Perhaps more interesting from the Canadian perspective—France, the Netherlands and Switzerland are just a few examples of universal systems that perform better than our own on several key metrics including measures of timely access to care. Each one of these countries generally expect patients to share the cost of treatment through the use of deductibles (an amount individuals must pay before insurance coverage kicks in), co-insurance payments (the patient pays a certain percentage of treatment cost) and copayments (the patient pays a fixed amount per treatment).

The French universal system requires co-insurance and a nominal fee for family physician visits, including outpatient and hospital care.
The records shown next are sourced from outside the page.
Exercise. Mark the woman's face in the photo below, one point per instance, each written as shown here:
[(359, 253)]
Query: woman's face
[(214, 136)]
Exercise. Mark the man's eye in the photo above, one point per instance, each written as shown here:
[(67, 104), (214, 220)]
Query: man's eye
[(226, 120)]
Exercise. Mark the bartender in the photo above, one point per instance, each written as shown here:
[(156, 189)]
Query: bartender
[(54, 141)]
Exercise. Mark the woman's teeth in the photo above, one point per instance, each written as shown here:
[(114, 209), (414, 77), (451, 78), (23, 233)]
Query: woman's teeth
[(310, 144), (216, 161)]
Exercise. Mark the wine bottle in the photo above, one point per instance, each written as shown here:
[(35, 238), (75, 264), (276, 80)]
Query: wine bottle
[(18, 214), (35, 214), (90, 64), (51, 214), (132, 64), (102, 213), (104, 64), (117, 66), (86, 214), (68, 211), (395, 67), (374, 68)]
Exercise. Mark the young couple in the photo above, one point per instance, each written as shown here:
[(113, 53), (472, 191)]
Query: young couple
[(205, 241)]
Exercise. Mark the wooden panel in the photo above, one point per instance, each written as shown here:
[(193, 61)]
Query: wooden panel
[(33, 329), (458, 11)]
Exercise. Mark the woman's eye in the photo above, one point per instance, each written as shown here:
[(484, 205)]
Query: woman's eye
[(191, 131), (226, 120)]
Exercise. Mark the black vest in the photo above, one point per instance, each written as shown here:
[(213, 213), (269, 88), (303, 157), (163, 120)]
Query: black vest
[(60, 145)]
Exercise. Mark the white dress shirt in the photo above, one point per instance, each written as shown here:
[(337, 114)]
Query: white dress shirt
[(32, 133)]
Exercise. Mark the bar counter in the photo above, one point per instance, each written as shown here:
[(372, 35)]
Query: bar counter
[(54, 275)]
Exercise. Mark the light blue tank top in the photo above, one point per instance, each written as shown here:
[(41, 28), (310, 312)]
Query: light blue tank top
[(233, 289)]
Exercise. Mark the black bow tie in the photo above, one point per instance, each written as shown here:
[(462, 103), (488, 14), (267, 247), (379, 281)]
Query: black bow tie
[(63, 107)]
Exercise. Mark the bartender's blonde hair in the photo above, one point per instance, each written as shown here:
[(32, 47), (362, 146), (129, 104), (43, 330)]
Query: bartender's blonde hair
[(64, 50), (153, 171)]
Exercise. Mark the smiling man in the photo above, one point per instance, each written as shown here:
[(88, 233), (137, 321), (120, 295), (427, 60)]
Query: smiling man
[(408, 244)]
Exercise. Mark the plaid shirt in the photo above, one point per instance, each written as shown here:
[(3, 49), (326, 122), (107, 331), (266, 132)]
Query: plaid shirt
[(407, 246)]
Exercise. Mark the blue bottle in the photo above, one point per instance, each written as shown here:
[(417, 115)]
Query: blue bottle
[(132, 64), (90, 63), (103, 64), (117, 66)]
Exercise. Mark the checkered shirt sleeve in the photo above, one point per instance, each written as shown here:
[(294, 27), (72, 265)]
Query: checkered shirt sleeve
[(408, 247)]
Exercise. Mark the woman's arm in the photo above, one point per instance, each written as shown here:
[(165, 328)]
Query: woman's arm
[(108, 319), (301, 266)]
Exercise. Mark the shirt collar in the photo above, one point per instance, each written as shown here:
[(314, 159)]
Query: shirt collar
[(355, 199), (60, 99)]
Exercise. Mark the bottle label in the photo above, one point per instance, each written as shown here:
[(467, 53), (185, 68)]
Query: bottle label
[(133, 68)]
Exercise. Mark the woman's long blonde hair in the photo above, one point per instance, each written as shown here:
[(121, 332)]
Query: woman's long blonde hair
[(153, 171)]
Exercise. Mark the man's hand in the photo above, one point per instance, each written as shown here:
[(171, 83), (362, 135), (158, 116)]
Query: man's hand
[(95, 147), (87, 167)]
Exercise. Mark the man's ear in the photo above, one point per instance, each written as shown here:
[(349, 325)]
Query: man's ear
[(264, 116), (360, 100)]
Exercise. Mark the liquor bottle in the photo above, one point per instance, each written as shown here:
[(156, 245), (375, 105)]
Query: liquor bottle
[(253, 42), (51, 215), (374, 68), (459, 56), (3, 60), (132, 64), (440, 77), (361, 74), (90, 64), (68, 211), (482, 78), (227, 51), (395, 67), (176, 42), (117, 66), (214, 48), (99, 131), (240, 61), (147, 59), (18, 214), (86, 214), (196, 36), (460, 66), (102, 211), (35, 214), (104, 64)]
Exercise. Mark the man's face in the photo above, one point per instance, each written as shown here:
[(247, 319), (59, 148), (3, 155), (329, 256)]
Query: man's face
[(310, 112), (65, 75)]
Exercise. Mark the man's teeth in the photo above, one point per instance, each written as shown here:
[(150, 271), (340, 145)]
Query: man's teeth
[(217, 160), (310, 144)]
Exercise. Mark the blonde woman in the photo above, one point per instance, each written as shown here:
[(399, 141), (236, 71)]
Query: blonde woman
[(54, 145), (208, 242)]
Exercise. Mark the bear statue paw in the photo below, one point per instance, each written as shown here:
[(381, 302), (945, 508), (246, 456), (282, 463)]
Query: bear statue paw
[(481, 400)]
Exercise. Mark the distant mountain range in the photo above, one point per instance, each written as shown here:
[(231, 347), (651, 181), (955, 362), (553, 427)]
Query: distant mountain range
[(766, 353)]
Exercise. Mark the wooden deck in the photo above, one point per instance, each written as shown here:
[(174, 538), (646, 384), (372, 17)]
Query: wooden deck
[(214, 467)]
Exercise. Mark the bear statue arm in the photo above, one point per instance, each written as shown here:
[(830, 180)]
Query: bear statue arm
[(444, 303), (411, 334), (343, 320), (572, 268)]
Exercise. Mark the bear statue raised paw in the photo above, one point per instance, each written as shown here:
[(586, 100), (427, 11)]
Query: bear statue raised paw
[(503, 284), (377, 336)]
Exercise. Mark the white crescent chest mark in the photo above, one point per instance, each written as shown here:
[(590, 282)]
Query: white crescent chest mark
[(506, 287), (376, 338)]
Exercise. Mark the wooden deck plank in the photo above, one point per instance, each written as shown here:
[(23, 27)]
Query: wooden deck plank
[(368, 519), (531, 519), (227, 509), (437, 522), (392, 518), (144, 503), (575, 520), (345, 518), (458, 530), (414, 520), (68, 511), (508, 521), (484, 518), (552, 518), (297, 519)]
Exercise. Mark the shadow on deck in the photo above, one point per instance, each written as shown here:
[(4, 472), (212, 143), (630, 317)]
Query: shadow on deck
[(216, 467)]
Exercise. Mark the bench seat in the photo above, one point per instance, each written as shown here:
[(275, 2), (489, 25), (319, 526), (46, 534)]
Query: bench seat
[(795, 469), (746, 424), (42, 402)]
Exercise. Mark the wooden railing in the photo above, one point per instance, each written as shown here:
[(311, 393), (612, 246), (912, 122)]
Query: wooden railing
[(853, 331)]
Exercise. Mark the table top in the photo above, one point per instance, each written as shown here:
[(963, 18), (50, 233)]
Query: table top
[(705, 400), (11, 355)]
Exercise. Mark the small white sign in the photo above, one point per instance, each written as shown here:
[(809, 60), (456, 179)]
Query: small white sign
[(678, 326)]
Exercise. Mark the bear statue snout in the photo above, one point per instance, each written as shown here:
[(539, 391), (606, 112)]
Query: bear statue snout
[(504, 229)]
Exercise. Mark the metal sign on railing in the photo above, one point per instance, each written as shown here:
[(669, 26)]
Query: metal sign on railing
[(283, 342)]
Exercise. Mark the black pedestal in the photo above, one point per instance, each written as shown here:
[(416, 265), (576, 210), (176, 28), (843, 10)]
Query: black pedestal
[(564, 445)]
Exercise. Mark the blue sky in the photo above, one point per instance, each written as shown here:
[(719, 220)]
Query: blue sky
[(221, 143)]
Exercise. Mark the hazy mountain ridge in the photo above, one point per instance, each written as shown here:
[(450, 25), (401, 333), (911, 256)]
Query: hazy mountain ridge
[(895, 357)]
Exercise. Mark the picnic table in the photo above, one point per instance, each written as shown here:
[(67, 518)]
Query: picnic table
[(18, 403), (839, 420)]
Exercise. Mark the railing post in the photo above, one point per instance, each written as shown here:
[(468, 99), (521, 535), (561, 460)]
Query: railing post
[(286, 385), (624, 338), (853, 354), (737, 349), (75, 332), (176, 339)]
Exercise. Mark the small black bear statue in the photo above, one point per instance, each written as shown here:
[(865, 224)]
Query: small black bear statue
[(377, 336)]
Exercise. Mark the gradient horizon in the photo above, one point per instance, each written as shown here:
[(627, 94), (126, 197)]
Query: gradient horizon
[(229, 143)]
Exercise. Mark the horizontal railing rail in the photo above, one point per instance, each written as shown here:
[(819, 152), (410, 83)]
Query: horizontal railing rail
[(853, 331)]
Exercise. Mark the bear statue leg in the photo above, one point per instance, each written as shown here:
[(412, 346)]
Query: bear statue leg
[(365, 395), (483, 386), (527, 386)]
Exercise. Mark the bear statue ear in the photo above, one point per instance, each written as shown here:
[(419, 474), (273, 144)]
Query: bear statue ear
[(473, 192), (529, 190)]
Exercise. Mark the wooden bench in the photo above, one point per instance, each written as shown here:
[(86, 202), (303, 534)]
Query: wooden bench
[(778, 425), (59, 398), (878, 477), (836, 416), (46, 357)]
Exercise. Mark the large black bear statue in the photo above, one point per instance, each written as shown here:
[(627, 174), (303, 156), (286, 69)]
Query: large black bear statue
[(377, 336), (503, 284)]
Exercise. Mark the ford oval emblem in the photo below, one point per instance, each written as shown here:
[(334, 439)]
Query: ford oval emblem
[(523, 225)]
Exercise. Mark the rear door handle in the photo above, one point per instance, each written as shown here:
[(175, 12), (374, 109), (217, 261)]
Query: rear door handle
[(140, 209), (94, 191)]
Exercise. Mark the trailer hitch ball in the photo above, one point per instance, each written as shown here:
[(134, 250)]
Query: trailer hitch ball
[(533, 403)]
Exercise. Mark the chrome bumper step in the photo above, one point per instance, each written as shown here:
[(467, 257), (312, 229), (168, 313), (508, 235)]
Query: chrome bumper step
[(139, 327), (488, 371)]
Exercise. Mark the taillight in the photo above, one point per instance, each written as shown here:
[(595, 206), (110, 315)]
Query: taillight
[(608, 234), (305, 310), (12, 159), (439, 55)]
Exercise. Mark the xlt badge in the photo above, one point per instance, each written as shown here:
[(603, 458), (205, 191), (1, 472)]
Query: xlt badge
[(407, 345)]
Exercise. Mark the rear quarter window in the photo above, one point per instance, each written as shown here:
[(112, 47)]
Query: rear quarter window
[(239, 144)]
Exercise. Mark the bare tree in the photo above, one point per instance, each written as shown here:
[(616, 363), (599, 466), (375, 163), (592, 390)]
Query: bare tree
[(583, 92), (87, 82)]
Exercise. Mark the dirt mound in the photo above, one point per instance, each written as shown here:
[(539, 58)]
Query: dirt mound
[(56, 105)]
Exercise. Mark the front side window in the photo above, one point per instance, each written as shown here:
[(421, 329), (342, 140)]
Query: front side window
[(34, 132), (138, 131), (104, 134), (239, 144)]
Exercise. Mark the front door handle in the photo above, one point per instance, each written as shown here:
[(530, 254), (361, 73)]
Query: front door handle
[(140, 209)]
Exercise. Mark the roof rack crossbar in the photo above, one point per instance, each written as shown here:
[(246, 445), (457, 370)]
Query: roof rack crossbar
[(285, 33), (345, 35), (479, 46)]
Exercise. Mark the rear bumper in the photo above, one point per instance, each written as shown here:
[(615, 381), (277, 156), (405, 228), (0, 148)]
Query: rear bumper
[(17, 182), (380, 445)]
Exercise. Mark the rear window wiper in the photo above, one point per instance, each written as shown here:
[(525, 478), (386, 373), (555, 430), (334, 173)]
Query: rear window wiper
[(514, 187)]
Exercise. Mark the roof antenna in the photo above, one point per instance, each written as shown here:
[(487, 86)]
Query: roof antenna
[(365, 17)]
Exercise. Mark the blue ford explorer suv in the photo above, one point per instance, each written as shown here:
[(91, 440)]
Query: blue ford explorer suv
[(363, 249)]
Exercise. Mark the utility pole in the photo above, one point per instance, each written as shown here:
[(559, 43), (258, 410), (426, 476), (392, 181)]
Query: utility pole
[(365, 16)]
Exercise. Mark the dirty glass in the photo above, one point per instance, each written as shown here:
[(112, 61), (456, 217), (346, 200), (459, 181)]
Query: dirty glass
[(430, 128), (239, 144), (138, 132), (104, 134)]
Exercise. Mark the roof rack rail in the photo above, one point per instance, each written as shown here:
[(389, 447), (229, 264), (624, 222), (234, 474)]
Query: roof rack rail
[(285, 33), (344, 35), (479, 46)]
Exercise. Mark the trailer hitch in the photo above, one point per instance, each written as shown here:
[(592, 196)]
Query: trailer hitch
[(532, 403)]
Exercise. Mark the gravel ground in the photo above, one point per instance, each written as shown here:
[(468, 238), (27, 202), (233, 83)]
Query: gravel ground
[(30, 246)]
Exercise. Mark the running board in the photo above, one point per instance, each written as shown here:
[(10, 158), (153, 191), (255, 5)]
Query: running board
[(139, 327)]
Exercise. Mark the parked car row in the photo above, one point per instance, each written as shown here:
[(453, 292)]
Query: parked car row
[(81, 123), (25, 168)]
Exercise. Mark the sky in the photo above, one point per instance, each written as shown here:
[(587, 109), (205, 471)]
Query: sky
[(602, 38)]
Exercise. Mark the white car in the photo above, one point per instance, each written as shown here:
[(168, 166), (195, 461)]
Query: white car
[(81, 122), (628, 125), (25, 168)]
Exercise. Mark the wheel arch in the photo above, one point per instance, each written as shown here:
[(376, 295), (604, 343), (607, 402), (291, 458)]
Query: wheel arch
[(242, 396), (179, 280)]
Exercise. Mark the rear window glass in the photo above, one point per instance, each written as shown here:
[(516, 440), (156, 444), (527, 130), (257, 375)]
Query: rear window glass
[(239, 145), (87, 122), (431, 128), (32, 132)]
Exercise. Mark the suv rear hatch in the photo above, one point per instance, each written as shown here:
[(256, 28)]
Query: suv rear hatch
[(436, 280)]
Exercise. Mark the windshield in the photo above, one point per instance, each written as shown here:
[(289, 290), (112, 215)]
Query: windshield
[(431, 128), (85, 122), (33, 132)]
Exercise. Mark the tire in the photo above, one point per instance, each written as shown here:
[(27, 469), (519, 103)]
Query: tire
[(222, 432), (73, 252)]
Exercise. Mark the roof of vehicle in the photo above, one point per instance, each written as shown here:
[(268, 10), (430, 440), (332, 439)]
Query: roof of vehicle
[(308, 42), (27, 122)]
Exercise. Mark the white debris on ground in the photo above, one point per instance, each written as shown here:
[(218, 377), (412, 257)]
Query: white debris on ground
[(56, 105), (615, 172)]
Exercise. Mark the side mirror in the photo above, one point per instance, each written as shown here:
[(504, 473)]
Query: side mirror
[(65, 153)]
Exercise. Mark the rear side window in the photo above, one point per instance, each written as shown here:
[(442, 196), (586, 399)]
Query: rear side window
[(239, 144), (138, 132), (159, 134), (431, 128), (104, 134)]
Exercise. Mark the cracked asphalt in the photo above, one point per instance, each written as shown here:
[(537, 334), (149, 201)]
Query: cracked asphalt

In the Netherlands, citizens are generally required to pay a deductible before their universal coverage kicks in. Switzerland uses a blend of a personally chosen deductible before coverage kicks in, and a co-insurance rate (usually 10 per cent paid by the patient, with insurance covering the remainder) up to a second threshold, after which insurance covers the full cost of care.

While the proposal of cost-sharing (e.g. deductibles, co-insurance, co-payments) will certainly generate a strong backlash from the defenders of the status quo in Canada, there’s a good reason for their use.

Empirical work has shown that cost-sharing can reduce the use of outpatient care without necessarily resulting in adverse health consequences for a population. Importantly, countries with universal schemes that employ cost-sharing also offer generous protections to ensure specific groups are not disproportionately impacted and retain their ability to access care. Some of these include limiting the maximum amount that can be spent out-of-pocket in a given year or by exempting some populations (e.g. children, pregnant women, low-income individuals, seniors) from cost-sharing entirely.

Despite the potential of cost-sharing, the Canada Health Act (CHA) explicitly prohibits any user fees or extra billing for medically necessary care. In fact, any provinces that implemented these tools would face dollar-for-dollar reductions or an all-out loss of federal transfers for health care. The result is a disincentive for provincial experimentation outside a narrow range of options. Canada’s provinces are effectively locked in an underperforming status quo.

For some Canadians, the consideration of the use of policy tools such as cost-sharing would represent an unprecedented peering into the very heart of our social contract. However, it’s clear that the status quo is unsustainable and its high time we considered meaningful reform based on the experiences of other countries. Canadians deserve more than endless apologetics for a system that has, for years, been characterized by high cost and underperformance.